Stability theorems for positively graded domains and a question of Lindel

TL;DR

This paper proves stability theorems for positively graded domains, showing that certain unimodular rows can be completed to invertible matrices homotopic to the identity, and applies these results to projective modules, answering Lindel's question.

Contribution

It establishes new stability results for graded domains and projective modules, providing an affirmative answer to Lindel's longstanding question.

Findings

Unimodular rows of length d+1 can be completed to invertible matrices homotopic to identity.

Ideals with minimal generators equal to height have their generators lifted from quotient.

Projective modules of rank d with non-zero Quillen ideal are cancellative.

Abstract

Given a commutative Noetherian graded domain $R = \bigoplus_{i\ge 0} R_i$ of dimension $d\geq 2$ with $\dim(R_0) \geq 1$, we prove that any unimodular row of length $d+1$ in $R$ can be completed to the first row of an invertible matrix $\alpha$ such that $\alpha$ is homotopic to the identity matrix.

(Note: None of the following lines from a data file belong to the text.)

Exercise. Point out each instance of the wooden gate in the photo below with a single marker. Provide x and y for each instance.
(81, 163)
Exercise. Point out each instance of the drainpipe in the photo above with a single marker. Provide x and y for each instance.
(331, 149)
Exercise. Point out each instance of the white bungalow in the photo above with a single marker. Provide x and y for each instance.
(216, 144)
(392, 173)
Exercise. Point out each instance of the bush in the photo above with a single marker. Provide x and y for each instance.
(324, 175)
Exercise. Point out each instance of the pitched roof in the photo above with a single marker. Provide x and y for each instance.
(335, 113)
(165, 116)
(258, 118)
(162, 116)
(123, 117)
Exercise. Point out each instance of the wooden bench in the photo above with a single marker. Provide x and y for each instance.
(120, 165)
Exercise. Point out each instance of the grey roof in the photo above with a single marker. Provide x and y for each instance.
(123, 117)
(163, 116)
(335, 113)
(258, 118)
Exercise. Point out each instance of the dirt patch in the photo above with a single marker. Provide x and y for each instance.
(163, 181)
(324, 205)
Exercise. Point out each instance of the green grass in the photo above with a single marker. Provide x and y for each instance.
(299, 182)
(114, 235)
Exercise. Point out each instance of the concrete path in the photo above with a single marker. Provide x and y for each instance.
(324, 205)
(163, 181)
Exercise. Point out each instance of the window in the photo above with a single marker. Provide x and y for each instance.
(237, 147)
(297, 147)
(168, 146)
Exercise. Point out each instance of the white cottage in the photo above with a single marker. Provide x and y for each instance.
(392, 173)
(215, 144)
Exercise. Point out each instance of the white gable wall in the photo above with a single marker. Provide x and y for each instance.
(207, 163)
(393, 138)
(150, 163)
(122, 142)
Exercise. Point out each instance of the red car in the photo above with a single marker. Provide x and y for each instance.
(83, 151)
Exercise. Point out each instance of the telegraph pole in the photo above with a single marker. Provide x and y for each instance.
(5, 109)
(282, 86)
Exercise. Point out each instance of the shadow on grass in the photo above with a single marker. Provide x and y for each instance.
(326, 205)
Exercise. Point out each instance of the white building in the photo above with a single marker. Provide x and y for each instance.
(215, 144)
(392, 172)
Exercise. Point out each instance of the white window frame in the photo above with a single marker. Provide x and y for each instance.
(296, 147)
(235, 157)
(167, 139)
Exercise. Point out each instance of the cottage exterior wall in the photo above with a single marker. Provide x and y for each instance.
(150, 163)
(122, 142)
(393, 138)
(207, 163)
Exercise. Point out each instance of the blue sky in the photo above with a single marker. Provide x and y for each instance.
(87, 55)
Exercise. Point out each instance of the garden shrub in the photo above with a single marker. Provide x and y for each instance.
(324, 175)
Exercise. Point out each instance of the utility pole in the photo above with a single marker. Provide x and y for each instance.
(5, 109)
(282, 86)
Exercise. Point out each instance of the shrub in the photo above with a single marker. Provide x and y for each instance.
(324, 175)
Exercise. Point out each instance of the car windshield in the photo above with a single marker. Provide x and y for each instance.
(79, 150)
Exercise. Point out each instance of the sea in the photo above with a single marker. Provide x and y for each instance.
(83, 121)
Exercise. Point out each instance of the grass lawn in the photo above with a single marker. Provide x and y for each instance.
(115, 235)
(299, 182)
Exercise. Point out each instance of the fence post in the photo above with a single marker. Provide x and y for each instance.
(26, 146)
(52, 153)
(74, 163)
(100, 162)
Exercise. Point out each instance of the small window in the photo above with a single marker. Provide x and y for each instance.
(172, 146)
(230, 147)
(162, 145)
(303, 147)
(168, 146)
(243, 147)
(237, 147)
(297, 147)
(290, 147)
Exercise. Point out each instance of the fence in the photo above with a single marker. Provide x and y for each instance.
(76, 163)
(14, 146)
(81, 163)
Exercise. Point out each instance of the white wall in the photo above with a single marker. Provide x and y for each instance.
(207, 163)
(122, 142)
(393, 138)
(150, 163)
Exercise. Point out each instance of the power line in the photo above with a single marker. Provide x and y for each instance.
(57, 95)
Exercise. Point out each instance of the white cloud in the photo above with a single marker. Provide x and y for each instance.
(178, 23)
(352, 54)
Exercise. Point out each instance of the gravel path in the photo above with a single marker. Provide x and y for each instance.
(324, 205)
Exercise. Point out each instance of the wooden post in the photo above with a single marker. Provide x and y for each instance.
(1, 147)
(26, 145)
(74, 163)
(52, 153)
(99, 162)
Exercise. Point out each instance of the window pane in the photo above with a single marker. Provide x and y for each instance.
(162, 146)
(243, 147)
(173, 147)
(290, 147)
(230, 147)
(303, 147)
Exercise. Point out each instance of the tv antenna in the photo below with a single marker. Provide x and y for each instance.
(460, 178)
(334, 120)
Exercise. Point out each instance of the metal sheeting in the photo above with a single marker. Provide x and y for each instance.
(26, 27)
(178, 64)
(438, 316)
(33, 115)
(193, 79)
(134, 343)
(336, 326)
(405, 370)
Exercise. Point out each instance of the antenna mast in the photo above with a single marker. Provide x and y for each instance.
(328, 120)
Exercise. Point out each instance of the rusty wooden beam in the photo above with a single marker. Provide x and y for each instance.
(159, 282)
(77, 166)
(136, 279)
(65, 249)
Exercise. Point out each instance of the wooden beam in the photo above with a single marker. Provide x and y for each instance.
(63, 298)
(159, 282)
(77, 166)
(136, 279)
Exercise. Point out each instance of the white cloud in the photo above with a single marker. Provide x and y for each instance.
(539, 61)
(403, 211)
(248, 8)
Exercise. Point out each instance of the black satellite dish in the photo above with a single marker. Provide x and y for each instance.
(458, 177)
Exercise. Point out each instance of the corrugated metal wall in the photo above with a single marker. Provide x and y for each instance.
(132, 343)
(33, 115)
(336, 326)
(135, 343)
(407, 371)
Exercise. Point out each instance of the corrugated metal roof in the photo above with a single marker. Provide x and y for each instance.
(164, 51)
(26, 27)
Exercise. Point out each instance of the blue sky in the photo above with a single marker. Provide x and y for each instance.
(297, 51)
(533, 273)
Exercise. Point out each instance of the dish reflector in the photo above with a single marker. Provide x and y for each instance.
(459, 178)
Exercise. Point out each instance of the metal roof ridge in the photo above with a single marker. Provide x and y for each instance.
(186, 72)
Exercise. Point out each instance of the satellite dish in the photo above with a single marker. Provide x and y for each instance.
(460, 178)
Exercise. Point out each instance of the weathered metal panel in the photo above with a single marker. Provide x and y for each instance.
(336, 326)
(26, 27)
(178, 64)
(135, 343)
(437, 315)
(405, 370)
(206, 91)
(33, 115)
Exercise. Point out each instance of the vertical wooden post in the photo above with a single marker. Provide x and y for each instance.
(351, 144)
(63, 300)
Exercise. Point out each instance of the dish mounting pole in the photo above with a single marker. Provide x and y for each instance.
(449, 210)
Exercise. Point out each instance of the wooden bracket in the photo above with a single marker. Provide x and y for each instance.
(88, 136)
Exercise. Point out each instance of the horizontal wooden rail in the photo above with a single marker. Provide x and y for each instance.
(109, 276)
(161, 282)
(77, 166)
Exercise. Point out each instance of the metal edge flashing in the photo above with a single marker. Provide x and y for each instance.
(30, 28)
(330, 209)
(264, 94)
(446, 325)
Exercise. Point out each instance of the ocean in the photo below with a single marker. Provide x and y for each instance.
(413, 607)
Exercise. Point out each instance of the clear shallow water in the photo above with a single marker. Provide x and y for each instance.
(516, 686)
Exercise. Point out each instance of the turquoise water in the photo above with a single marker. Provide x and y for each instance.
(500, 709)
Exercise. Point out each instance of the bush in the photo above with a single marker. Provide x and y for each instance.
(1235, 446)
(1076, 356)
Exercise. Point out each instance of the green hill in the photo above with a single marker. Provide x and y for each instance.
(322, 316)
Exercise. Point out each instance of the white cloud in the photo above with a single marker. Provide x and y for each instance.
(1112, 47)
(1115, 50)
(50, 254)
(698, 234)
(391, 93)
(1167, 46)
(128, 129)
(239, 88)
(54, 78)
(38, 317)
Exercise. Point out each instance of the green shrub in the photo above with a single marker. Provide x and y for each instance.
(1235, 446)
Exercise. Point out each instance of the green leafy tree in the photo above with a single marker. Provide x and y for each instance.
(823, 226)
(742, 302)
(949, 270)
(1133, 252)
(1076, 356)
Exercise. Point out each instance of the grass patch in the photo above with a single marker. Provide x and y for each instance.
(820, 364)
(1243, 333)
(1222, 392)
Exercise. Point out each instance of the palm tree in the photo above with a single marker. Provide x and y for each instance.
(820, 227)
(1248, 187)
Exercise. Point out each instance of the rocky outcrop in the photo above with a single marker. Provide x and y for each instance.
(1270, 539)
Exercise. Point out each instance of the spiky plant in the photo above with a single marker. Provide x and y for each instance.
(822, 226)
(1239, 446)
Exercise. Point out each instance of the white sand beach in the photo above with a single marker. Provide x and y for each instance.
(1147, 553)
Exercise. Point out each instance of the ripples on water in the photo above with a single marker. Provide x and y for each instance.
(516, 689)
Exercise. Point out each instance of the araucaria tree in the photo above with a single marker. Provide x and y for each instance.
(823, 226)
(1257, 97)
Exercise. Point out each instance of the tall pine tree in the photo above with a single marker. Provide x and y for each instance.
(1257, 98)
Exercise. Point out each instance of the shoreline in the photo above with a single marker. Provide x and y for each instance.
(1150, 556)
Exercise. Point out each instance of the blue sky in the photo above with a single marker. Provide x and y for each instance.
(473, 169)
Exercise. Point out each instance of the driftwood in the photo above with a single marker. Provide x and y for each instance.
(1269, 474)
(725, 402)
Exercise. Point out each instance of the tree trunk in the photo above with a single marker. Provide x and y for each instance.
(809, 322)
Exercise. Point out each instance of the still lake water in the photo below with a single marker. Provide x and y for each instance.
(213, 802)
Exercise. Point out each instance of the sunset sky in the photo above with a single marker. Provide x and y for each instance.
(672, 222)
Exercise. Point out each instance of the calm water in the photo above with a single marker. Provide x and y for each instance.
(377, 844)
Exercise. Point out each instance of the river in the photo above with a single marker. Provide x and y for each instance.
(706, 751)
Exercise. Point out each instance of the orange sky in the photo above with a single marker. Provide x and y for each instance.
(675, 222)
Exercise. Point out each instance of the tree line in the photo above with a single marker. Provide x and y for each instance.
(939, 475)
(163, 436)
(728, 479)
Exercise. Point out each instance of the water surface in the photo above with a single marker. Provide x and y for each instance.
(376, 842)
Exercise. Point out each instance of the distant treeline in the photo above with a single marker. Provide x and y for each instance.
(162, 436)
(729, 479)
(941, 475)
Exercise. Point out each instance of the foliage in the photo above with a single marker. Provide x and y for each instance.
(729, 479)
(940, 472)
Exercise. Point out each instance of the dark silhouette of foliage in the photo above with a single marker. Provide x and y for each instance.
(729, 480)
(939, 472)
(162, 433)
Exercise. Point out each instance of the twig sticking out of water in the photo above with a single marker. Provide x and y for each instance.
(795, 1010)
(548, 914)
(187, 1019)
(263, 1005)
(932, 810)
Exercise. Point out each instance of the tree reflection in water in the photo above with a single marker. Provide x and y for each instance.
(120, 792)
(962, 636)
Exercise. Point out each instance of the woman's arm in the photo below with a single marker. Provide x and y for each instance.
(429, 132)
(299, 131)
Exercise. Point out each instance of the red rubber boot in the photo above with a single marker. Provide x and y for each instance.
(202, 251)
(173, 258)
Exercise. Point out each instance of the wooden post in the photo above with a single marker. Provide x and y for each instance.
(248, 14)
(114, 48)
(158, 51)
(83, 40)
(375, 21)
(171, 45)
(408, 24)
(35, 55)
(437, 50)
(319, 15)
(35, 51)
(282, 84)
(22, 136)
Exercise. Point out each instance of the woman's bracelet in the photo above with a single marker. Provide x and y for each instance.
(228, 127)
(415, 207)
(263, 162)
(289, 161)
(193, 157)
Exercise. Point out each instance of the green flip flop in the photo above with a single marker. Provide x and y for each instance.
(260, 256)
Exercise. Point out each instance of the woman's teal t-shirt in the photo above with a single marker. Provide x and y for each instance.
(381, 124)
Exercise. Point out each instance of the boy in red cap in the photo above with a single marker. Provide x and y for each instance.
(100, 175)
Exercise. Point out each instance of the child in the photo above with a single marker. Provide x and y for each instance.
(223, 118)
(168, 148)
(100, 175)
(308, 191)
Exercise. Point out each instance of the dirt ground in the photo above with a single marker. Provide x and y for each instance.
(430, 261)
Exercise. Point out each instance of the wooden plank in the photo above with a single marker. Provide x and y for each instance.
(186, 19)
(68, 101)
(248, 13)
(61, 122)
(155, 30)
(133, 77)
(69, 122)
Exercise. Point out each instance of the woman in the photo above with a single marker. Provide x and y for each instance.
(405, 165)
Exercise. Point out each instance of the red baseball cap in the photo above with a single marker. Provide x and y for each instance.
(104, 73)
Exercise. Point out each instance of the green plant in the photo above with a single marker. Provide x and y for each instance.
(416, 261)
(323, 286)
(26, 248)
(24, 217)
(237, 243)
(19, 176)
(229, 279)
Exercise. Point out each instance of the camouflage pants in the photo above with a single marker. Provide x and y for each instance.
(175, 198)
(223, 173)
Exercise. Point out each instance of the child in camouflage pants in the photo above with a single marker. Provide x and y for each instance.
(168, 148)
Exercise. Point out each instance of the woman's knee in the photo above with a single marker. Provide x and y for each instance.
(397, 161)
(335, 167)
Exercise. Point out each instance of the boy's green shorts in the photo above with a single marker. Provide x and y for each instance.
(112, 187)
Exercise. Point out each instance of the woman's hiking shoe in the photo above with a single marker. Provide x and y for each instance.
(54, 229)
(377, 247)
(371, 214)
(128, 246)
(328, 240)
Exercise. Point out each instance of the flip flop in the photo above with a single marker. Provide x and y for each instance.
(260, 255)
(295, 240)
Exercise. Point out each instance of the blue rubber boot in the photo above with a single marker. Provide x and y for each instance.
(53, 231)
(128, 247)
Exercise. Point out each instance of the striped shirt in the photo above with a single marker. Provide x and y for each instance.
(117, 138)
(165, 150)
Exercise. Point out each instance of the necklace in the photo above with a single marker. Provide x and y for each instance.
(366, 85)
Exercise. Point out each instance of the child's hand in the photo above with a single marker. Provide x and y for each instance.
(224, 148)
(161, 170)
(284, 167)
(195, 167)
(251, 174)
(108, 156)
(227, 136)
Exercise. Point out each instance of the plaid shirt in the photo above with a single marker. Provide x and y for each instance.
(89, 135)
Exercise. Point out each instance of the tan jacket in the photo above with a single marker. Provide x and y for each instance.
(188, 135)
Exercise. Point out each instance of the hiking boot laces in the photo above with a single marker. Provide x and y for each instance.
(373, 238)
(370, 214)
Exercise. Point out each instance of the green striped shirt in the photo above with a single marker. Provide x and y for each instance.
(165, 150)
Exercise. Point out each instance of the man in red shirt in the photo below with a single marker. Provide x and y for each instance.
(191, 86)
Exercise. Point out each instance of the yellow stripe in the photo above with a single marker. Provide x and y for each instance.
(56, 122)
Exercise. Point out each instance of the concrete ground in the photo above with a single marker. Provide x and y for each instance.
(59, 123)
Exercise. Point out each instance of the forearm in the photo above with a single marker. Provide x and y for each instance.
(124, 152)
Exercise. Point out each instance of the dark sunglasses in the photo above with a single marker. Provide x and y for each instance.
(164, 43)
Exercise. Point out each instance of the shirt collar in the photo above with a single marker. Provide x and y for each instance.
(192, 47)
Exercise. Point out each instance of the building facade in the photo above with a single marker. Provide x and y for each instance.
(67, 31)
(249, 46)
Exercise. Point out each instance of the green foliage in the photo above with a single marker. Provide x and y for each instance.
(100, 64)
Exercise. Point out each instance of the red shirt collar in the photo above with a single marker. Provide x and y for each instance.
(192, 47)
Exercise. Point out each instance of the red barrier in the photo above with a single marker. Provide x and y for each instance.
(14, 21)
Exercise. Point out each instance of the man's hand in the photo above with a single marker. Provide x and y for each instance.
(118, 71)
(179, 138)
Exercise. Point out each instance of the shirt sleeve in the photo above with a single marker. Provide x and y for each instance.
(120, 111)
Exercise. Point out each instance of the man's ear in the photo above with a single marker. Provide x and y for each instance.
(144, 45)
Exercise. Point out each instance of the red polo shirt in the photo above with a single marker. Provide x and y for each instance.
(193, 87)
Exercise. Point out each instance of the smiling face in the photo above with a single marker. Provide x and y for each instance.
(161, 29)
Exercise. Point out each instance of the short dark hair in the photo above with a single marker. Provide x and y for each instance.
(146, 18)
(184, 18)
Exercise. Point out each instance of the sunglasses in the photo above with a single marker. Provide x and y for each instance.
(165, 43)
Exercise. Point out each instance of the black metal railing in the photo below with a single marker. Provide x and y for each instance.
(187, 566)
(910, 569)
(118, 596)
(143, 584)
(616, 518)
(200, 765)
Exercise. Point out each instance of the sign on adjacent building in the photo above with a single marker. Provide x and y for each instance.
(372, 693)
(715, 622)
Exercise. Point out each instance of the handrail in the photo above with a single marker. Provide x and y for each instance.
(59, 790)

Utilizing this result we establish that if $I \subset R$ is an ideal satisfying $\mu(I/I^2) = \text{ht}(I) = d$, then any set of generators of $I/I^2$ lifts to a set of generators of $I$, where $\mu(-)$ denotes the minimal number of generators. Consequently, any projective $R$-module of rank $d$ with trivial determinant splits into a free factor of rank one. This provides an affirmative answer to an old question of Lindel. Finally, we prove that for any projective $R$-module $P$ of rank $d$, if the Quillen ideal of $P$ is non-zero, then $P$ is cancellative.